Summary: Dean Wampler from Lightbend presented at the Direct Supply MSOE offices on Tuesday, 4/5/2016.  Dean covered a high-level overview of Spark and its benefits (business logic is focus of code and it’s faster).  Those wanting to learn more should pick up Learning Spark at O’Reilly books.

Dean’s Slide Deck.  Dean’s Books at O’Reilly.  Dean’s website / collection of talks.

Dean Wampler at Data Science at Scale with Spark

Meta

  • Milwaukee Big Data Meetup was held on 4/5/2016 and graciously hosted by Randy Kirk at the Direct Supply Offices.
  • Majority of audience is in the incubator phase of starting a Big Data project.
  • Which makes sense when 61% of people talking about Hadoop are just starting out.
  • Lots of enthusiasm in the room.  Lots of smart people in the room.
  • Hoping a few people will volunteer to do at least a brief presentation in the future!
  • Dean recommended Learning Spark as the book to start with.

About the Speaker: Dean Wampler

Dean Wampler (LinkedIn) is a three time author, Spark contributor, and CTO at Lightbend.  Dean is more involved in the Chicago Hadoop community.  He made a special trip up to Milwaukee on April 5th in order to present on his experiences.

Dean was an excellent speaker and obviously well versed in the history, strengths, and weaknesses of the many big data technologies available today.  He even created a Spark Workshop project on GitHub for those getting started.

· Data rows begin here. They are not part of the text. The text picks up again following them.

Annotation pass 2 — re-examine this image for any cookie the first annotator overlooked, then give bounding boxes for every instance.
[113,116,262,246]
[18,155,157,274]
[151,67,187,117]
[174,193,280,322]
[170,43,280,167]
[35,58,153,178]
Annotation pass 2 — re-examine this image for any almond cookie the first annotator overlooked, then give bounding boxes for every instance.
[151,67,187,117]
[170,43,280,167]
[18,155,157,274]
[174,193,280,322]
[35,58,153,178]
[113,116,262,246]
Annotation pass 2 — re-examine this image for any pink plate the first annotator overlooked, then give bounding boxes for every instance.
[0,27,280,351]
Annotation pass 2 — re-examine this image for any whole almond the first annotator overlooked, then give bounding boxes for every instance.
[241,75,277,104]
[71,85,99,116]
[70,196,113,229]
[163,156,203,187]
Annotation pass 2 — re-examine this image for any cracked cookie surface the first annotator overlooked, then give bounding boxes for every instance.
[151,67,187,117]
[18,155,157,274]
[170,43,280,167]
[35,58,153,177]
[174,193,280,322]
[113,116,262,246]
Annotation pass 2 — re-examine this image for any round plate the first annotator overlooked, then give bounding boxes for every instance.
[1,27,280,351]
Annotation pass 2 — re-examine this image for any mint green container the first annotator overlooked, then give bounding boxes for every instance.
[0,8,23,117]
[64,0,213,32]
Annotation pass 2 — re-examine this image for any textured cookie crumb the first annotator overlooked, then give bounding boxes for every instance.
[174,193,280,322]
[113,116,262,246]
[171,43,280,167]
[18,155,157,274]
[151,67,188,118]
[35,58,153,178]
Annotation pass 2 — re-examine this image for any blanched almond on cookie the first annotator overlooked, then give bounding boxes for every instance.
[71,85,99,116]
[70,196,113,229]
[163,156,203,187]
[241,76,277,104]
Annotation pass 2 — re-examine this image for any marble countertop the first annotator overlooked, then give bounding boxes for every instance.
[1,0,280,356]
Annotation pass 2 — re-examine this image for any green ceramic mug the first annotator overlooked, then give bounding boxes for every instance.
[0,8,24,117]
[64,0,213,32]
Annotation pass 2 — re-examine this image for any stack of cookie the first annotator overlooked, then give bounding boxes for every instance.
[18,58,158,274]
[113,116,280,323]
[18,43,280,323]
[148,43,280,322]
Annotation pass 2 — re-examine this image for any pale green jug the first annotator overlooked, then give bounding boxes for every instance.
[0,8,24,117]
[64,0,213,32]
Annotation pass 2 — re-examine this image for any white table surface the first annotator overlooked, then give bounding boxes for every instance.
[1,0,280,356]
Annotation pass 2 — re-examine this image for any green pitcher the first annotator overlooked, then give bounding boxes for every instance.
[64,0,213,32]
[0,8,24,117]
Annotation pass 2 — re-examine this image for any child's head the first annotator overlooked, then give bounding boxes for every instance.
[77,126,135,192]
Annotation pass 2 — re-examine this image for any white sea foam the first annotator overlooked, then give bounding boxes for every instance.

Personally, I appreciated his emphasis on the elegance of Scala (and functional) code.  A key component to his presentation was how bulky a java MapReduce script is relative to a Scala Spark script (lots of references to sacrificing chickens to the Hadoop gods).

Key Takeaways

Based on some post-presentation conversations, everyone took away a little something (a little inspiration, more confidence, some new contacts, etc.).  Here are some of the key ideas I walked away with.

The Big Data Environment

Dean Wampler's Big Data Environment

  • Functional programming takes programming back to its mathematical roots.
  • Big Data is the killer app for functional programming.
  • For R programmers, we should check out H20.ai.
  • The environment has been changing and maturing
    • MapReduce was a pain to write in Java.
    • Hive (SQL-like tool) was one of the first higher level languages to abstract MapReduce code.
    • PIG came out of Yahoo and offered some more data transformation.
    • Scalding was elegant but suffered from still being batch based.
    • Spark and its Scala implementation provides a elegant and concise way to build machine learning pipelines.  Business logic is the focus!

Spark!

  • Faster than Hadoop, implemented in Scala, works in-memory rather than disk.
  • Let’s you use Scala, Java, Python with very few limitations.
  • Has SQL support with Hive and its own SQL Context.
  • Doesn’t start running until you write a file.
    • It uses a Directed Acyclic Graph to keep track of the data flow.
    • This is a key feature that allows Spark to be resilient against crashed nodes.
  • You can use tools like Jupyter or Zepplin to create scripts.
  • The MLlib and GraphX tools, built into Spark, offer machine learning and graph processing for a broad set of algorithms.
  • Offers the ability to process streams of data every N seconds.

RDDs and DataFrame API

Comparing Spark RDDs vs DataFrames

Spark RDD and DataFrame comparison from Databricks’ 2/17/15 blog post.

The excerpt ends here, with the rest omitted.